Te quiero contar también que en esta tu tierra, los jóvenes
de hace muchos ayeres aprendían de sus mayores. Como no había
escuelas, más que una primaria, entonces eran entregados
en las carpinterías, en las herrerías, en las sastrerías,
en las peluquerías, con el maestro de música, con
las señoras que hacían dulces, con los albañiles
y en estos lugares aprendían oficios con los que un día
se ganaban la vida y ¡mira qué sucedió! Con
el paso de los años, los jóvenes crearon agrupaciones
culturales y practicaron, con mucho éxito el teatro. Este
tu viejo abuelo la hizo de galán joven.¡Qué
tiempos aquellos! Surgieron orquestas con grandes músicos,
declamadores, cantantes, poetas, pintores, deportistas, trovadores
que cantaban frente a la ventana de una novia. Por cierto, debes
de saber que las muchachas de entonces fueron tan bellas, como las
flores más hermosas.
-Mi
abuelita fue una mujer bella, abuelo? -le dijo el niño.
-¡Oh
sí! ¡Claro que lo fue! La más bella y encantadora,
tanto, que me robó el corazón.
Una
ocurrencia del niño hizo reír al anciano.
-Y
ustedes, abuelo ¿bailaron como lo hacen los muchachos de
ahora?
De
reojo y sonriente, el abuelo lo miró y le dijo:
-¡Bueno!
No exactamente como ellos, pero bailábamos y disfrutábamos
las melodías de las orquestas y también, si tenías
entre tus brazos a una linda mujercita y tocaban un bluss. ¡Oh!
¡Eso era maravilloso! Nosotros bailábamos valses, mazurcas,
swings, bluses, pasos dobles y más adelante cha-cha-cha y
mambos.
-¿Qué
es eso abuelo?
-¡Ja
ja ja! Cosas del tiempo hijito. Cosas de los años que vienen
y que se van y que son parte de un hermoso siglo de nuestras vidas;
la música, que sublima el corazón. Un día tú
también bailarás otros ritmos, claro, y espero lo
hagas bien.
-¿Cómo
tú, abuelito? -le dijo.
-¡Ah
qué hijito mío! -le respondió con lágrimas
en los ojos-, mucho, mucho mejor que yo.
Mi
curiosidad fue mayor cuando, tanto el abuelo como el niño
se pusieron de pie. Pareciera que la charla había terminado.

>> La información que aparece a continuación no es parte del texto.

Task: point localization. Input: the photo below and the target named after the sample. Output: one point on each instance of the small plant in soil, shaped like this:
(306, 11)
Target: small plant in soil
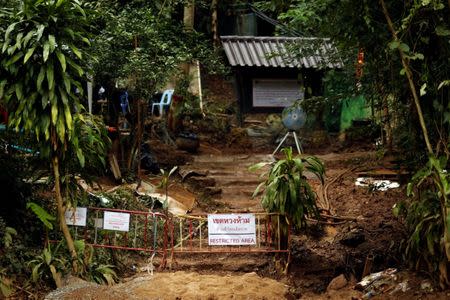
(286, 189)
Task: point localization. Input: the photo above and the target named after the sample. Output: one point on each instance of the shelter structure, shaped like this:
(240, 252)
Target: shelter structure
(273, 72)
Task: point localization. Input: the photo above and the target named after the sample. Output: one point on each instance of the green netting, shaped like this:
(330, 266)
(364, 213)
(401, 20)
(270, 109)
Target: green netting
(353, 109)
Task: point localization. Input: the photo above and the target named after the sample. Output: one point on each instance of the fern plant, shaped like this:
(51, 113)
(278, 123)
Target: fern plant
(286, 189)
(50, 264)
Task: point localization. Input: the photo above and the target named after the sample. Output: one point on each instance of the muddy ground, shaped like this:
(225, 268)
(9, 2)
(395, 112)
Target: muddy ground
(327, 259)
(362, 225)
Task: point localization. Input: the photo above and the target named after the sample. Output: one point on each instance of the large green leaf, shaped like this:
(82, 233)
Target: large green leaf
(62, 60)
(50, 76)
(42, 214)
(28, 54)
(46, 50)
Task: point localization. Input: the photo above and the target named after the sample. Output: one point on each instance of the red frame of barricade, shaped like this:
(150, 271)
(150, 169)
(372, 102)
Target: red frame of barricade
(172, 240)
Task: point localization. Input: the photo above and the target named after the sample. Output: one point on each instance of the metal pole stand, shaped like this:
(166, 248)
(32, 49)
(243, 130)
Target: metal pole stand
(297, 142)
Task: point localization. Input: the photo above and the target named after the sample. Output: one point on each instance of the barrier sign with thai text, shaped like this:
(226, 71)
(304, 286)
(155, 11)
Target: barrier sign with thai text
(231, 229)
(116, 221)
(76, 216)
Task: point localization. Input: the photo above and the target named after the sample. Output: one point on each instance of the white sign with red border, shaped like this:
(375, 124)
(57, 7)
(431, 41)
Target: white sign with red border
(231, 229)
(116, 221)
(76, 216)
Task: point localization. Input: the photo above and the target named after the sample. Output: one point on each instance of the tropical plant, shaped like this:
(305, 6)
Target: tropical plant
(48, 266)
(286, 189)
(43, 65)
(164, 184)
(426, 218)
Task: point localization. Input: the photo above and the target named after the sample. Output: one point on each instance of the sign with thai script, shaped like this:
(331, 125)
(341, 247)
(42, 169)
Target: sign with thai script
(76, 216)
(276, 92)
(116, 221)
(231, 229)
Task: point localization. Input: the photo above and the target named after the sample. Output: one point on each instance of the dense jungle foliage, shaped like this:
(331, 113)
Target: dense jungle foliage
(50, 47)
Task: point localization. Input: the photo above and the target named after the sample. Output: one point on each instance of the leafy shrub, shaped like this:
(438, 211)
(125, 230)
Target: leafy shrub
(286, 189)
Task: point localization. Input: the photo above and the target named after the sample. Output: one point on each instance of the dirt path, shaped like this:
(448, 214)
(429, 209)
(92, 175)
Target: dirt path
(178, 285)
(319, 254)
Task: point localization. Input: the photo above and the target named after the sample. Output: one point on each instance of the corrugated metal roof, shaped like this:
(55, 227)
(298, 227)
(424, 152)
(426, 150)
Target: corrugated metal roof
(272, 52)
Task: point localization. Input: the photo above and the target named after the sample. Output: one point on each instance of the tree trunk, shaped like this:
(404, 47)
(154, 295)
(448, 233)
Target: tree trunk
(409, 75)
(214, 23)
(444, 206)
(61, 212)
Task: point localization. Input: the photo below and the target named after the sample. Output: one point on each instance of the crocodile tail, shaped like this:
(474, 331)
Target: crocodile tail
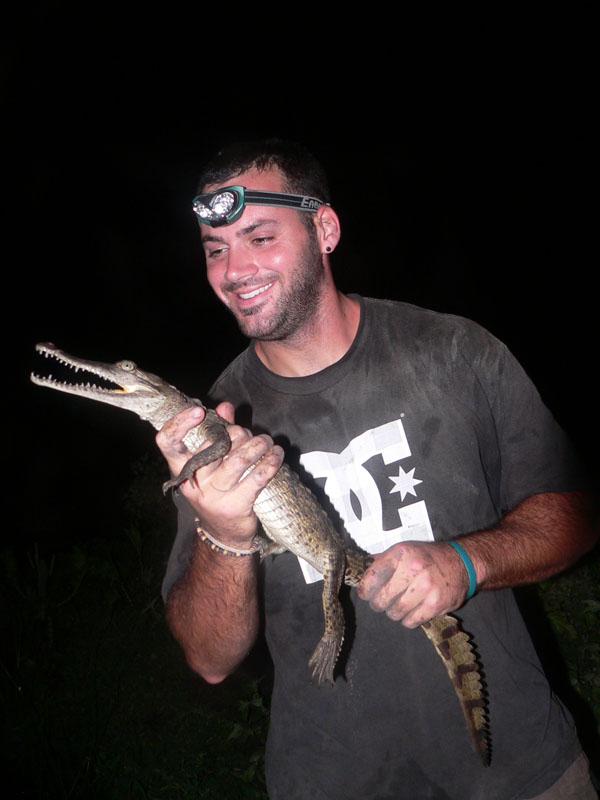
(455, 650)
(356, 566)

Cogieron unas bolsas y de ellas sacaron semillas, extendieron los
brazos y de sus manos dejaban caer el alimento. Comenzaron a caminar
y decenas de palomas los seguían, unas caminando presurosas
y otras más, revoloteando en torno a ellos.
Cuando
pasaron frente a mí, el abuelo me saludó con una leve
inclinación de cabeza y el niño, brincando, trataba
de aprisionar entre sus manos alguna de aquellas palomas encantadoras,
que un día fueron palomas mensajeras y hoy son símbolo
de la paz entre los pueblos de nuestro mundo.
Alcancé
a escuchar al niño, que decía:
-¡Abuelito!
¿Crees que algún día yo pueda contarle a otros
niños un siglo de mi vida?
-¡Claro!
¡Claro que sí mi hijito! Nada más que entonces
lo harás a tus nietos y a tus bisnietos -le respondió
el anciano.
Se
cogieron de la mano, y por el andador llegaron a una acera; se detuvieron,
y cuando la luz verde del semáforo prendió, cruzaron
con premura la calle y se perdieron de vista.